Resûlullah sallallahu aleyhi ve sellem, hicret edince alt katta ikâmet etmeye başladı. Ebû Eyyûb ve hanımı bu durumdan rahatsız oldular. Habîbullâh ve Fahr-i Kâinât alt katta otursun, biz de üst katta oturalım! diyerek hiç uyumadan sabahladılar.
Sabah olunca: “Yâ Resûlallah! Yukarı kata teşrif buyurun. Sabaha kadar yüce zâtınıza tâzim ve saygıdan dolayı uyuyamadık.” dediler.
Peygamberimiz: “Beni ziyârete gelenler çok olur!” dedi ve üst kata çıkmadı.
Resûlullah şöyle duâ buyurdu: “Yâ Hâlid! Yüce Hak seni dünyâ ve âhirette muazzez, mükerrem ve muhterem eylesin.”
Bu duâ hürmetine Hz. Hâlid bin Zeyd’e gösterilen saygı hiçbir Sahâbe’ye gösterilmedi. Peygamberimiz sallallâhu aleyhi ve sellem, Ebû Eyyûb’un (Hâlid bin Zeyd’in) evinde yedi ay misâfir kaldı.
Mihmandâr-ı Nebevî (Peygamber sallallâhu aleyhi ve sellemi evine misâfir eden) Ebû Eyyûb anlatıyor: Sevgili Nebîmiz aleyhissalâtü vesselâm hânemde kalırken, peygamberimiz ve Hz.Ebû Bekir’e yetecek kadar iki kişilik yemek hazırladım.
Peygamberimiz: “Ensâr’ın ileri gelenlerinden otuz kişi çağır, diye bana fermân etti.

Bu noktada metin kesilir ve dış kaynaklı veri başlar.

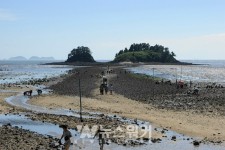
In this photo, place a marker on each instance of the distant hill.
(18, 58)
(33, 58)
(143, 52)
(41, 58)
(80, 54)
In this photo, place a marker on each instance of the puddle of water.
(53, 130)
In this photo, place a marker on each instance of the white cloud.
(6, 15)
(199, 47)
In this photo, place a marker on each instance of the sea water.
(205, 71)
(19, 71)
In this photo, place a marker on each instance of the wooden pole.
(80, 103)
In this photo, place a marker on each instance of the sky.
(192, 29)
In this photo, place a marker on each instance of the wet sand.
(127, 103)
(15, 138)
(209, 126)
(188, 123)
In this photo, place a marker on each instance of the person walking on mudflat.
(111, 89)
(101, 89)
(66, 135)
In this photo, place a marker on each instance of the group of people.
(105, 88)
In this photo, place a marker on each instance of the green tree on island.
(143, 52)
(80, 54)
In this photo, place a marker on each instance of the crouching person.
(66, 135)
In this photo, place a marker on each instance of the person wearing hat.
(66, 135)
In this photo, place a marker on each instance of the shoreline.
(197, 124)
(207, 127)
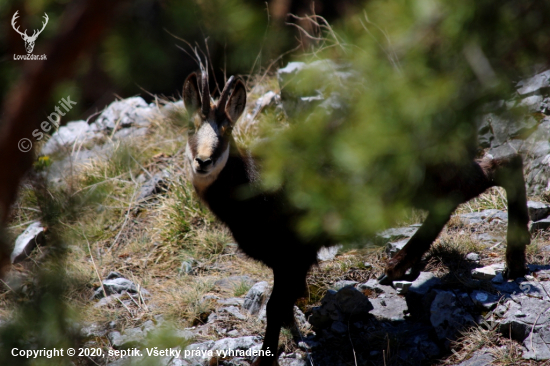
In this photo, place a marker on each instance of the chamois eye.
(190, 126)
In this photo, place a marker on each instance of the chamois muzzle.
(203, 164)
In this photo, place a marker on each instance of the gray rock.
(531, 104)
(155, 185)
(256, 297)
(306, 86)
(484, 216)
(130, 133)
(342, 306)
(234, 311)
(424, 283)
(499, 278)
(402, 287)
(292, 362)
(488, 238)
(328, 253)
(484, 299)
(133, 337)
(78, 132)
(521, 315)
(248, 343)
(537, 345)
(233, 301)
(126, 113)
(27, 241)
(395, 234)
(389, 308)
(116, 284)
(537, 82)
(186, 267)
(483, 357)
(61, 171)
(341, 284)
(394, 247)
(233, 333)
(484, 273)
(229, 283)
(539, 225)
(473, 257)
(447, 316)
(538, 210)
(339, 327)
(374, 285)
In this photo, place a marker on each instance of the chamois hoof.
(265, 362)
(385, 280)
(510, 274)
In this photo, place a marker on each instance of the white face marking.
(201, 181)
(207, 138)
(207, 141)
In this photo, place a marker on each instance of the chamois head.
(210, 125)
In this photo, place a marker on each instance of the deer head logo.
(29, 40)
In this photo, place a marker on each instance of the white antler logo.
(29, 40)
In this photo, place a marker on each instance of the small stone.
(538, 210)
(328, 253)
(498, 278)
(186, 267)
(393, 248)
(233, 333)
(473, 257)
(155, 185)
(229, 283)
(484, 299)
(339, 327)
(344, 283)
(539, 225)
(446, 311)
(484, 273)
(395, 234)
(234, 311)
(27, 241)
(424, 283)
(256, 297)
(402, 287)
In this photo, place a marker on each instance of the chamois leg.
(508, 173)
(288, 286)
(417, 245)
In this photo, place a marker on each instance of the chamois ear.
(191, 96)
(237, 102)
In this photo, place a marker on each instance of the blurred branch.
(81, 28)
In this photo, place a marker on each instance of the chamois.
(227, 180)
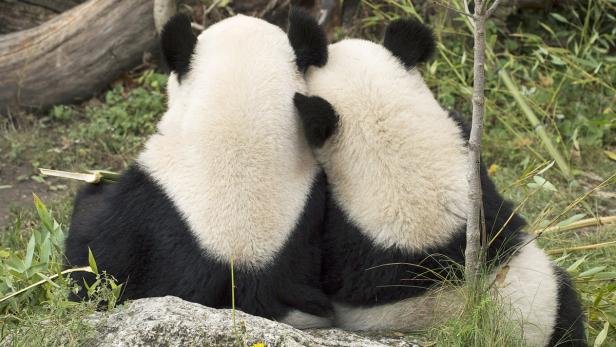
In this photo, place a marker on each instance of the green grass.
(560, 61)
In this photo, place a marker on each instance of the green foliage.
(102, 133)
(34, 288)
(563, 64)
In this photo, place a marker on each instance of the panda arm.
(318, 117)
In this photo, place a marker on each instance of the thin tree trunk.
(475, 222)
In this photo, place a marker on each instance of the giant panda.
(396, 166)
(227, 178)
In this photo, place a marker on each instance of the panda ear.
(178, 43)
(410, 41)
(318, 117)
(307, 39)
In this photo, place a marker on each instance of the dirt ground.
(17, 186)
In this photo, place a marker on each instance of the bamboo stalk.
(581, 248)
(85, 269)
(534, 121)
(93, 176)
(578, 225)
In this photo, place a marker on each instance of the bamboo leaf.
(592, 271)
(91, 261)
(30, 252)
(602, 335)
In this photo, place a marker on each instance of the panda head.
(395, 161)
(363, 78)
(240, 59)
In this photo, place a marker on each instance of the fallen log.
(75, 54)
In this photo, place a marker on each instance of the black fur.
(356, 272)
(410, 41)
(178, 43)
(569, 329)
(318, 117)
(307, 39)
(137, 235)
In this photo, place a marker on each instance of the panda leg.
(569, 329)
(533, 288)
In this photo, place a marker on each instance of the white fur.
(229, 151)
(397, 165)
(530, 287)
(411, 314)
(528, 293)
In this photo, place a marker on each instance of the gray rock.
(170, 321)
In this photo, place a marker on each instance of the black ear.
(410, 41)
(319, 119)
(307, 39)
(178, 43)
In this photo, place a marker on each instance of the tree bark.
(475, 224)
(74, 55)
(16, 15)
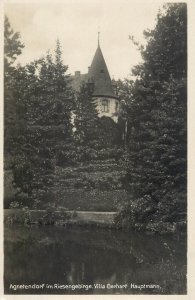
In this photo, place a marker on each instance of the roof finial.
(98, 38)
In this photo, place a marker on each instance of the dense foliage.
(157, 122)
(38, 104)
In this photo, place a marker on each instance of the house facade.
(104, 94)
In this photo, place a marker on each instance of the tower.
(106, 100)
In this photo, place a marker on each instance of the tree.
(12, 110)
(44, 91)
(86, 117)
(157, 116)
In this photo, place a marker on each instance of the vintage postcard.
(95, 143)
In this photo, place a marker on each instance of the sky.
(76, 23)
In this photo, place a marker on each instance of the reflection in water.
(50, 255)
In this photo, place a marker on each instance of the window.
(116, 106)
(104, 105)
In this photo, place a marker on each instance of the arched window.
(105, 105)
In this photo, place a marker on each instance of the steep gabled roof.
(98, 73)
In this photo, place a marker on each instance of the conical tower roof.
(98, 73)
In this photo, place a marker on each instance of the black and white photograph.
(95, 147)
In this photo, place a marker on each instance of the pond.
(57, 260)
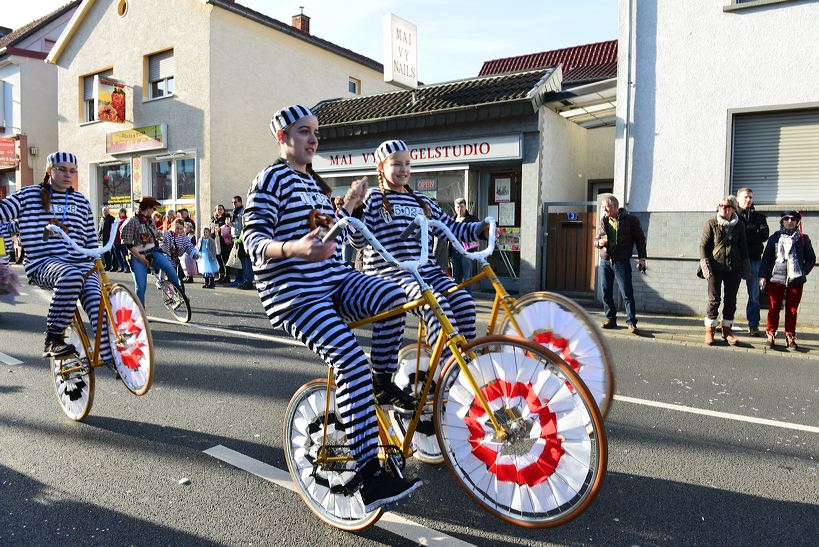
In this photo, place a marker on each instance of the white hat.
(287, 116)
(61, 157)
(388, 148)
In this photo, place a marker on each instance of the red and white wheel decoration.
(573, 337)
(131, 343)
(546, 462)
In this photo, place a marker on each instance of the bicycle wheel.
(75, 390)
(410, 376)
(131, 341)
(553, 462)
(330, 491)
(562, 326)
(176, 301)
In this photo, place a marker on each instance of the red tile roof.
(580, 63)
(20, 33)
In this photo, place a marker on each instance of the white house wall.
(694, 62)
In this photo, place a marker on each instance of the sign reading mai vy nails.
(468, 150)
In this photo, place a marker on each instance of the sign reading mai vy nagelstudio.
(500, 147)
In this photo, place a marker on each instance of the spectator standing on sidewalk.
(786, 262)
(617, 235)
(756, 234)
(723, 261)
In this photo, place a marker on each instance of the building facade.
(28, 99)
(714, 96)
(179, 106)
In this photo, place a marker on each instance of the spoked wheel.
(131, 341)
(74, 380)
(565, 328)
(176, 302)
(553, 460)
(330, 490)
(410, 376)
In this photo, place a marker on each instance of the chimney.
(301, 21)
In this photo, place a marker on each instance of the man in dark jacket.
(617, 234)
(756, 234)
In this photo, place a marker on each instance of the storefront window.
(116, 185)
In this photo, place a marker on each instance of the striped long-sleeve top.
(277, 209)
(387, 228)
(70, 209)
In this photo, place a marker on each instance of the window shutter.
(776, 154)
(161, 66)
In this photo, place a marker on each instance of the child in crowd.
(207, 260)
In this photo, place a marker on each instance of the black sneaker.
(56, 347)
(379, 488)
(387, 393)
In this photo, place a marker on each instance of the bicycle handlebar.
(407, 265)
(480, 255)
(90, 253)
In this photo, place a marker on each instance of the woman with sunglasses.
(786, 261)
(724, 262)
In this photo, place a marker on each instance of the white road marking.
(715, 414)
(9, 360)
(391, 522)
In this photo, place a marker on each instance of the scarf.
(787, 266)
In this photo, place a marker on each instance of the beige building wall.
(255, 70)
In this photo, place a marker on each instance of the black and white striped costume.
(53, 264)
(312, 300)
(459, 306)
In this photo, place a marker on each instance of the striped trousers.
(322, 328)
(459, 307)
(66, 280)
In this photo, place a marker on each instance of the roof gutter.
(69, 31)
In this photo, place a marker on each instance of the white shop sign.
(502, 147)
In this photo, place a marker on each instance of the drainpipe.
(629, 83)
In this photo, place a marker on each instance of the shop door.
(570, 253)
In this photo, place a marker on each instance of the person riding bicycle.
(50, 262)
(388, 210)
(140, 236)
(309, 291)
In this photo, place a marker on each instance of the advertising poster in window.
(508, 239)
(110, 100)
(116, 186)
(427, 186)
(503, 190)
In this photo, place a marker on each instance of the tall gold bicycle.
(129, 335)
(515, 424)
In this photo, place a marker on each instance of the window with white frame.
(161, 71)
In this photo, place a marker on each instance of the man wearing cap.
(756, 234)
(140, 237)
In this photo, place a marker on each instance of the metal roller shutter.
(776, 154)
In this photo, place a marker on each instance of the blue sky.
(454, 37)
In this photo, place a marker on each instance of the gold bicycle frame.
(448, 337)
(105, 308)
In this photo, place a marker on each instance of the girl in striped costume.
(309, 291)
(388, 210)
(53, 264)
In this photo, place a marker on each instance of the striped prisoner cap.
(388, 148)
(287, 116)
(61, 157)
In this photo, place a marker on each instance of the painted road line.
(715, 414)
(9, 360)
(391, 522)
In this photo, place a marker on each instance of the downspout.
(629, 83)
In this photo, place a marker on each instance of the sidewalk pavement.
(688, 331)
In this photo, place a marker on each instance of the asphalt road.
(724, 477)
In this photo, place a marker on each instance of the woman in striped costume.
(53, 264)
(388, 210)
(308, 290)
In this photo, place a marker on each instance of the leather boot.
(728, 335)
(709, 336)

Otuz adam geldiler ve yediler. Sonra, “Altmış kişi daha çağır.” diye emretti.
Altmış kişi daha dâvet ettim. Onlar da gelip yediler ve doydular.
Sonra, “Yetmiş kişi daha çağır.” buyurdu.
Yetmiş kişi daha çağırdım. Onlar da gelip yediler ve doydular.
Bu şekilde toplam yüz seksen kişi çağırdım ve hepsi gelip tok oluncaya kadar yediler. İki kişilik taâm yüz seksen kişiye kâfi geldi. Hattâ kaplarda da yemekler arttı.
Bu mu’cize karşısında gelenlerin tamâmı İslâmiyete girip bîat ettiler.
Îman, İslâm, ihlâs, istikâmet üzere kalınız.